# A Fast Scheme for Complex Rotation and Its ASIC Implementation

Sergiu Condorovici

"Gh. Asachi" Technical University of Iasi
Faculty of Automatic Control and Computer Engineering
53 Dimitrie Mangeron Bldv.,
6600 Iasi
ROMANIA
e-mail: sergiu@tuiasi.ro

**Abstract:** This paper describes all steps for high speed complex multiplying chip design. The architectures developed and tested for this chip will be used to build an FFT processor. The described architecture allows very high processing speed. In DSP processor manner, the chip processing speed is approx. 40-50 MIPS.

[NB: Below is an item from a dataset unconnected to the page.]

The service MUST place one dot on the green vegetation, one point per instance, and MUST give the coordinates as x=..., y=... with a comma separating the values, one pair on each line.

The used algorithm, CORDIC, is presented in Section 2 of the paper. This algorithm can evaluate the results of parallel multiplying by trigonometrical functions without explicitly computing these functions or without explicitly computing the product. The algorithm can be used for many other types of mathematical functions, but this paper personalizes it for complex rotation. Section 3 of the paper addresses number representation and certain problems of the integer number arithmetic. The whole project was carried out using a behavioural description in VHDL language. Section 4 includes the presentation of the architecture, Experimental results are presented in the last Section of the paper.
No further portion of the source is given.